A revolução de saber das coisas

Marta Barcellos, Digestivo Cultural

“Uma amiga, de 24 anos, estranhou quando lhe contei ter evitado as palavras "ditadura" e "golpe" ao entrevistar alguns velhinhos para um livro. A nossa conversa, vale ressaltar, aconteceu antes da "ditabranda", infeliz expressão cunhada pela Folha de São Paulo em um editorial, que serviu pelo menos para presenciarmos uma reação dos sempre calados intelectuais brasileiros.

Pois bem. No meu caso, a intenção não era polemizar ou opinar sobre a ditadura. Ao contrário, eu apenas pretendia entrevistar senhores que imaginava serem bem conservadores naqueles anos, e a política servia como mero pano de fundo do assunto principal ― o mercado de capitais da época. Intuitivamente, expliquei à amiga, busquei um termo mais neutro, "regime militar", para formular minhas perguntas, sem que isso representasse um problema para mim nem um risco para o andamento da entrevista. Como ela é recém formada, e eu já tenho uns bons anos de estrada, falei da importância de o jornalista se "mimetizar" em determinadas situações ― defendi que vale apelar para a indumentária, usar jargões, enfim, buscar uma identificação que quebre o "gelo" ou a resistência do entrevistado.

― Mas eu não conseguiria jamais usar a expressão "revolução", porque aí seria demais para mim ― ressaltei. Se o diálogo acontecesse algumas semanas depois, teria brincado que "ditabranda" eu não falaria nem sob tortura.

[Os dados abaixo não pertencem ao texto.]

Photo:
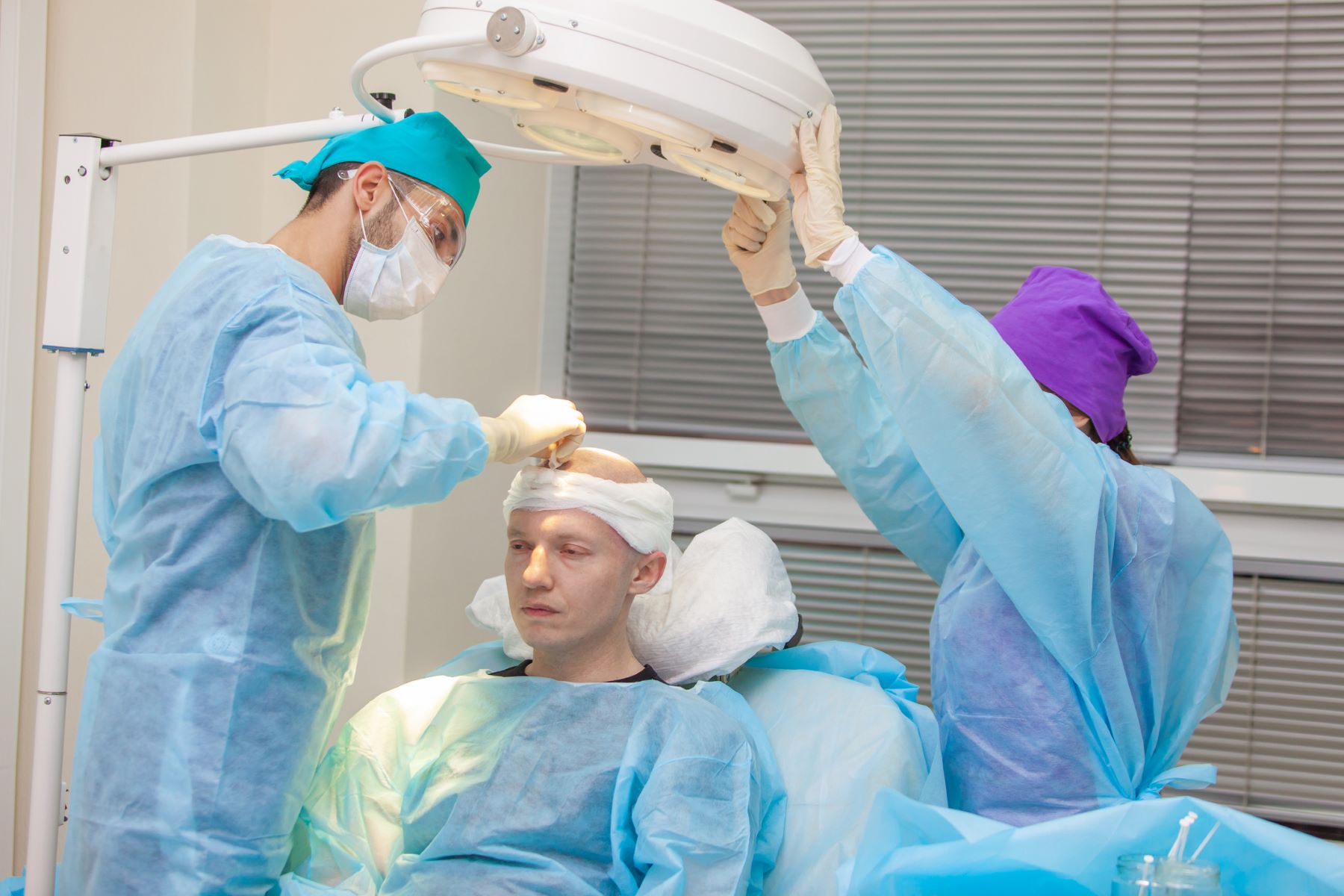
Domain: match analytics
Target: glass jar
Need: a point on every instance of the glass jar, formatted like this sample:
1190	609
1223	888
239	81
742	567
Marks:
1145	875
1187	879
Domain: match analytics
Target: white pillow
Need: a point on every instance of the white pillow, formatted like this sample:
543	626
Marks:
719	603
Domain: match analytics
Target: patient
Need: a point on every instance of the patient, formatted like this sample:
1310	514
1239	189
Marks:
578	771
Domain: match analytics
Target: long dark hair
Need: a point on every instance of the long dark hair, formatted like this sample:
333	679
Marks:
1121	445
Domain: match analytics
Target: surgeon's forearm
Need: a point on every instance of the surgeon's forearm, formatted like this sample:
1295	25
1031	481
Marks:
836	401
847	260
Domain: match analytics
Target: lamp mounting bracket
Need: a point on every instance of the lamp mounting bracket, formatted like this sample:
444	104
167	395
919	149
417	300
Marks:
514	31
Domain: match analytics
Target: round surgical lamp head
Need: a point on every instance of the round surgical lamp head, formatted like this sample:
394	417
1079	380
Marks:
714	89
497	87
579	136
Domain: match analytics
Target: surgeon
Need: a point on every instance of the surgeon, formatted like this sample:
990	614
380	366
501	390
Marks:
578	771
1083	623
243	452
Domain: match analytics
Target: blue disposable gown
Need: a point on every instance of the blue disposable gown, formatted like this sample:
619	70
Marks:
487	785
243	449
1085	621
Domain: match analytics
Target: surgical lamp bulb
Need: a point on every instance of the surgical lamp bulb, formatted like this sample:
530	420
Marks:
574	143
485	94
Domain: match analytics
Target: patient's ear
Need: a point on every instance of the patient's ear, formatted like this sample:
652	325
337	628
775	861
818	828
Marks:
648	571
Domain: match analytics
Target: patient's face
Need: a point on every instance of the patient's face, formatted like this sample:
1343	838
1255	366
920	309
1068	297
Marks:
569	576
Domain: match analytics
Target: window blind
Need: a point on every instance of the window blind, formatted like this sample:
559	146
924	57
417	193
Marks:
1169	147
1265	309
980	140
1277	739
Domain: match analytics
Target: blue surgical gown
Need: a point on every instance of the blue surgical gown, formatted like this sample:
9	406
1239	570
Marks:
487	785
1083	623
243	449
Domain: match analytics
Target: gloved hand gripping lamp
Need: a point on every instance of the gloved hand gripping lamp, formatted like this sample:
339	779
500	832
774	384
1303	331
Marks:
692	87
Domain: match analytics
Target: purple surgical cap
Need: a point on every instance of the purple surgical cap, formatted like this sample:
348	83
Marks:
1077	341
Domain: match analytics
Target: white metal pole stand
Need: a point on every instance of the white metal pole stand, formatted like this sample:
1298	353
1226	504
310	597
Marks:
74	328
80	261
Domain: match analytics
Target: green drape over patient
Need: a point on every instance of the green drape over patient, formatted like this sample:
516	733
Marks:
243	448
487	785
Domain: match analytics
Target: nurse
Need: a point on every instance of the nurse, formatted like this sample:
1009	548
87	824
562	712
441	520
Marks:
1083	623
242	454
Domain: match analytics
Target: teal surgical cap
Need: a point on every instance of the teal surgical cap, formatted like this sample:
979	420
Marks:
425	146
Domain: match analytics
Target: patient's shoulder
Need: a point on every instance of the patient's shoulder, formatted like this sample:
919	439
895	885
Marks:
706	719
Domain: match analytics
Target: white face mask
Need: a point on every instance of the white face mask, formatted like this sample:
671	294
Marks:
391	284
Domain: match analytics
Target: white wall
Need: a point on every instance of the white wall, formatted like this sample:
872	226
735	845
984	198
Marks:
167	67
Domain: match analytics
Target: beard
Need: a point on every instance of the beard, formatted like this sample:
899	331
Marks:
383	230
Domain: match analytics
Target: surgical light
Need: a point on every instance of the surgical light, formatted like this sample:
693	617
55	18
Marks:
729	171
665	129
497	87
579	136
691	87
683	85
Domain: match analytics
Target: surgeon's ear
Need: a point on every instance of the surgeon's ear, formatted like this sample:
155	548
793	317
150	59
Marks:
648	573
366	181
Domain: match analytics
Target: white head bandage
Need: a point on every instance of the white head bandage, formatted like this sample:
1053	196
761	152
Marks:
640	512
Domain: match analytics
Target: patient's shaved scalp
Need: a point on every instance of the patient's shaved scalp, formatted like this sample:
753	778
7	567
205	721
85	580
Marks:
604	465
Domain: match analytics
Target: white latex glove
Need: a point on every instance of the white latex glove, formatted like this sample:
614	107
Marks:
818	200
534	426
757	238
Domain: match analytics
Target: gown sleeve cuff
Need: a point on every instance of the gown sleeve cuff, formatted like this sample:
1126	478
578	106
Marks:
847	261
791	319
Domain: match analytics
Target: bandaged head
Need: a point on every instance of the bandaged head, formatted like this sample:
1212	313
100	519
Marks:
717	606
640	512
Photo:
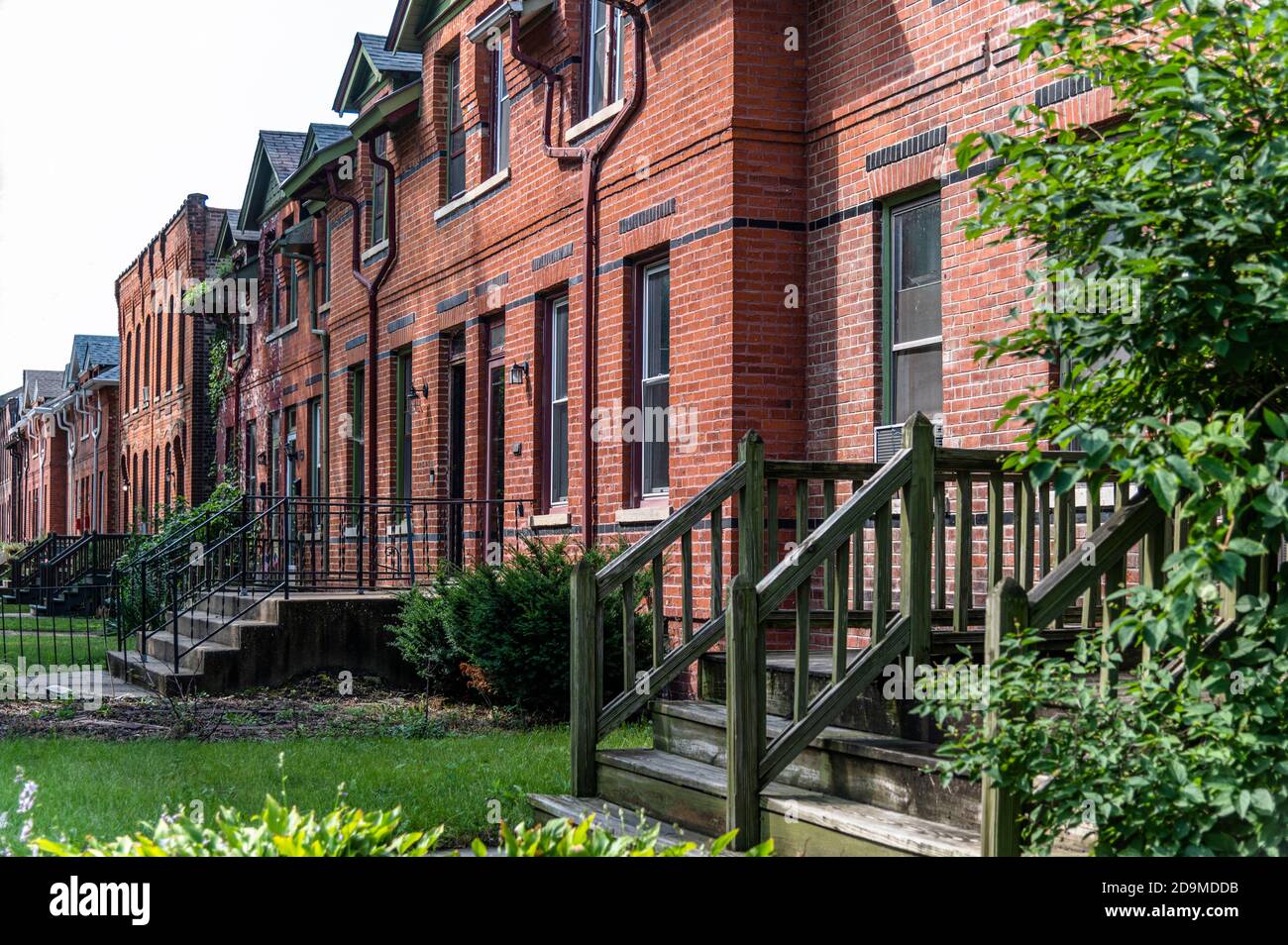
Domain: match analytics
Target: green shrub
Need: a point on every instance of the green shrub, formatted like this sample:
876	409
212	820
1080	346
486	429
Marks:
273	832
509	625
136	584
567	838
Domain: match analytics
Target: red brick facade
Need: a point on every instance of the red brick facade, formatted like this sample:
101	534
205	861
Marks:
761	179
166	443
773	140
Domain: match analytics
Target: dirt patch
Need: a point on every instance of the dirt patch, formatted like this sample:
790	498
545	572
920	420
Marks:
317	705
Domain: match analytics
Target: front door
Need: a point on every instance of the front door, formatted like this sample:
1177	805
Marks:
494	515
456	463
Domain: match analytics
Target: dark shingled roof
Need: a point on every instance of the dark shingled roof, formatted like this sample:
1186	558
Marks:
42	385
283	151
95	351
326	136
386	60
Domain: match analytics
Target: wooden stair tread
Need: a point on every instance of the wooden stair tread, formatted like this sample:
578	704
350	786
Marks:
892	748
617	820
850	817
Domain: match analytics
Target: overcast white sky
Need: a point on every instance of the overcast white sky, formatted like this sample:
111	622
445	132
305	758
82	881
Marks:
115	112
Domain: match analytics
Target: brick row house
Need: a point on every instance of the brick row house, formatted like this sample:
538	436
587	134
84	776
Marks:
563	255
60	432
166	450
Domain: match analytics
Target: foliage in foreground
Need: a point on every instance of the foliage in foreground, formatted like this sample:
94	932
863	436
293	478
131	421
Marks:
502	630
1183	209
277	830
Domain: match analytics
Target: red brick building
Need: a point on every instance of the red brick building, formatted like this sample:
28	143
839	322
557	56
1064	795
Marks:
37	459
90	422
773	244
166	448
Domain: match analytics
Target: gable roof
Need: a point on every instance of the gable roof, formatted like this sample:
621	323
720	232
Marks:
90	352
40	385
277	155
369	64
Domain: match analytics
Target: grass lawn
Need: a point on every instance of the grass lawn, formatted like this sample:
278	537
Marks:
48	647
106	788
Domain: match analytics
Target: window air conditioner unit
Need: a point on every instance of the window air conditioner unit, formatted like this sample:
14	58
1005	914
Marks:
889	441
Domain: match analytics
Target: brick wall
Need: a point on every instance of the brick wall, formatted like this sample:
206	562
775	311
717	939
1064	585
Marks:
166	447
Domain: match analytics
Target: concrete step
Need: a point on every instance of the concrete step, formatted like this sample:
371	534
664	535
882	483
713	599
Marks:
881	770
151	674
692	794
616	819
196	653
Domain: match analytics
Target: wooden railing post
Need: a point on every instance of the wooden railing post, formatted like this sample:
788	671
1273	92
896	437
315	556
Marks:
751	541
1008	610
745	734
585	678
914	538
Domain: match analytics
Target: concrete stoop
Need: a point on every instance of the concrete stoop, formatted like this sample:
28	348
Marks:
240	643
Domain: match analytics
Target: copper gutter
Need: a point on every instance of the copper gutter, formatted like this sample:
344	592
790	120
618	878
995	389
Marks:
373	287
591	162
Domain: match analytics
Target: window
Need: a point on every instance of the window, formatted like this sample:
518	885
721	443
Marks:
557	387
455	130
500	111
604	55
402	442
325	269
252	459
357	480
314	447
655	395
378	193
913	339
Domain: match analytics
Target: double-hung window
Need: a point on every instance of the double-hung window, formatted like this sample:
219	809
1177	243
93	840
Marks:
914	349
455	132
655	395
500	111
558	400
604	55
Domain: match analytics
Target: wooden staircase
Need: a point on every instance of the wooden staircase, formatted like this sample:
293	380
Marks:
810	747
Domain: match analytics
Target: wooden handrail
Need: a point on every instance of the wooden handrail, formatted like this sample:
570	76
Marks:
809	555
1103	550
642	554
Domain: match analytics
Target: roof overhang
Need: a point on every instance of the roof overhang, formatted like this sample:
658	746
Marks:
301	183
389	111
498	18
413	18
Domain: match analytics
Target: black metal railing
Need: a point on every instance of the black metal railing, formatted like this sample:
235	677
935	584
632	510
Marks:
279	545
75	636
25	568
88	561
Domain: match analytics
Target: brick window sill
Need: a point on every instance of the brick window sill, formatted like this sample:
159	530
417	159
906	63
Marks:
648	514
375	250
283	330
554	519
471	196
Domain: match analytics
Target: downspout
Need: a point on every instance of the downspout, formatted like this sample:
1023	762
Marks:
373	287
95	525
591	162
326	352
69	505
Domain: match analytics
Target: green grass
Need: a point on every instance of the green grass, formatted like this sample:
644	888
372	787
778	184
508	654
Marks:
73	648
106	789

O fato é que quando mencionei "revolução", o espanto da minha amiga me chocou: ela nunca soube que o golpe militar foi chamado assim por seus idealizadores. Muito menos que a palavra ainda é usada por alguns militares e velhinhos conservadores. Aprendeu nos livros de história todos os detalhes do golpe, e ponto final. Vou falar o quê? Os livros estão corretíssimos, a discussão "golpe ou revolução" tornou-se completamente obsoleta com a vitória final da democracia, mas mesmo assim fiquei pensando se seus professores não deveriam ter destacado a tentativa semântica de dar um cunho popular à ação tramada dentro dos quartéis.”